One of the main areas in which data scientists work is big data, which is all about harnessing information from disparate sources and making use of machine learning tools to extract insights that can inform decisions and unpick overarching trends.
SQL Server is a frequently used solution in this role, and being up to speed with it will enable data scientists to get ahead in what can be a competitive field.
Other disciplines, such as computer science and statistical mathematics, also roll together to underpin the top operators in the realm of data science. As such, this is definitely a career which involves wide-ranging knowledge, training and experience.
Demand for data scientists is present across major tech firms like Twitter, Meta and Apple, with salaries in these high flying firms exceeding $175,000. Average earnings outside of this sphere are lower, sitting at around the $85,000 mark once you have a few years’ experience under your belt.

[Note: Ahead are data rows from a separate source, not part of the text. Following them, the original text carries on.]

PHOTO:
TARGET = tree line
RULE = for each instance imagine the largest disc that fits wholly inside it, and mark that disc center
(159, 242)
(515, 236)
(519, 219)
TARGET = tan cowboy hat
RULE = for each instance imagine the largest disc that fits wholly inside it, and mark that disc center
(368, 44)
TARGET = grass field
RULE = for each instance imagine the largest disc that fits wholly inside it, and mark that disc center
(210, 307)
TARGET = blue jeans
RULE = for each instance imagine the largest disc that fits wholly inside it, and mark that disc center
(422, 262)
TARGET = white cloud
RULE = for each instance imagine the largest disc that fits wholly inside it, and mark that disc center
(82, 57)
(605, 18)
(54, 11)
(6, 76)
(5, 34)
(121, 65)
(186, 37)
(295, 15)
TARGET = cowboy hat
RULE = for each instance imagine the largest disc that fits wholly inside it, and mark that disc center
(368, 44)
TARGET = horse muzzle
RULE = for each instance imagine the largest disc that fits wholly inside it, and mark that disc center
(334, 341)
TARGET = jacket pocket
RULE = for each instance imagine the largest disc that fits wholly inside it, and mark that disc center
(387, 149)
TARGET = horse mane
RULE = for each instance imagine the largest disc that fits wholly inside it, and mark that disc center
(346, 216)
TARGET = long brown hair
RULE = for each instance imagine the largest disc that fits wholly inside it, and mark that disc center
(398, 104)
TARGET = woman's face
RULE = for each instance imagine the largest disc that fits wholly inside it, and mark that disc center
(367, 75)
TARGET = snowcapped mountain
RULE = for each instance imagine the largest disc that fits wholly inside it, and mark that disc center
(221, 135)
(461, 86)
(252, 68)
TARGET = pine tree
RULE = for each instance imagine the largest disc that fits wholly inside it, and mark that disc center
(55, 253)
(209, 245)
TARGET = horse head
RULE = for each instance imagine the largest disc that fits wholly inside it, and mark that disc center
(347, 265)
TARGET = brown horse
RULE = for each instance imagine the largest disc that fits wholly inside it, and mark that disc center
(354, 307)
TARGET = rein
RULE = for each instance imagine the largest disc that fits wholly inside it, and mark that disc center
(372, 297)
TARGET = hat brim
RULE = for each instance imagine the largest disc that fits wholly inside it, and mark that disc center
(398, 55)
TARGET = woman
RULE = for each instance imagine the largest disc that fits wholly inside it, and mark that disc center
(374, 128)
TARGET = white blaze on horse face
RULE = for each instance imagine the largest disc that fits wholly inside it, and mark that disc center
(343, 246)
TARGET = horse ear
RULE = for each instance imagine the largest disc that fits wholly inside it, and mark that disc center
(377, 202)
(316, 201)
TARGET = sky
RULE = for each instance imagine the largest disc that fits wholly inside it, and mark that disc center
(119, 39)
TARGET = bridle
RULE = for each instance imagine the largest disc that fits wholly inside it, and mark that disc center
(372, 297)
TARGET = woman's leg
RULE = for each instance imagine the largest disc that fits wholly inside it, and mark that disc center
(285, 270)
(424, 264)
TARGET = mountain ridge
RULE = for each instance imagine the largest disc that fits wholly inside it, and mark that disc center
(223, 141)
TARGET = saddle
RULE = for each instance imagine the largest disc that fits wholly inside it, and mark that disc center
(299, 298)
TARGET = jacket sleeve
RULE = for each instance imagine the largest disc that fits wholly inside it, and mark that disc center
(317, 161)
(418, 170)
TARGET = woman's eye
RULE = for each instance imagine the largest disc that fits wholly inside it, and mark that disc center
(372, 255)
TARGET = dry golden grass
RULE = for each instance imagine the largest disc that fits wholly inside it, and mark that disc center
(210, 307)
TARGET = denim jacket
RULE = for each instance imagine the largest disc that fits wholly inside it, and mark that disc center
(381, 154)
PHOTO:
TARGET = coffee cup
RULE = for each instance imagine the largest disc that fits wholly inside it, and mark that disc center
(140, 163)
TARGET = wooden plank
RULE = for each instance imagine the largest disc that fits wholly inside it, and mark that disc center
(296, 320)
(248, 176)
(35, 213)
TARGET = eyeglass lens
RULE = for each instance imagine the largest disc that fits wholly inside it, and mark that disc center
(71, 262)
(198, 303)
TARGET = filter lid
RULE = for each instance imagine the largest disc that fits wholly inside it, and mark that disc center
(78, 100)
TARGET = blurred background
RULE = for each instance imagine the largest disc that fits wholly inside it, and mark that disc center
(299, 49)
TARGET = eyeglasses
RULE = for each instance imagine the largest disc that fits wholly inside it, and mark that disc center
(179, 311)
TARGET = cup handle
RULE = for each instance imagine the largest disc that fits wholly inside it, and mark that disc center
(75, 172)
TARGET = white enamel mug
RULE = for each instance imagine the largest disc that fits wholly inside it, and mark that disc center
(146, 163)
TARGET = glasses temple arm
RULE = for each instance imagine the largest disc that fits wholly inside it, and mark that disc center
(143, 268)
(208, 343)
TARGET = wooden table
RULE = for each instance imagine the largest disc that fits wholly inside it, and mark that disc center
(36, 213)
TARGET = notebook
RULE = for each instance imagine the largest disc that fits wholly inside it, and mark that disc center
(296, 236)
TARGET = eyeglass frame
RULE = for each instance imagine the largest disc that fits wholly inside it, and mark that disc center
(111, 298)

Further advice for a career in data
It’s worth remembering that while SQL Server may be one of the largest database solutions available right now, it is by no means the only player in town. From open source alternatives like MySQL to entirely different counterparts like NoSQL, there is a niche for all sorts of specialisms if you want to work with data.
Another point to consider is that, for the most part, these careers are founded on at least a degree-level education in a relevant topic. So while it is possible to transition into the role of a DBA or developer from other fields, you will find this more of a struggle if you don’t have a good grounding in database-specific subjects.
Finally, the overall appeal of SQL Server career paths is that they offer better-than-average levels of stability and job security. Data is the lifeblood of the digital age, and businesses will continue to need professionals to wrangle their information resources for the foreseeable future.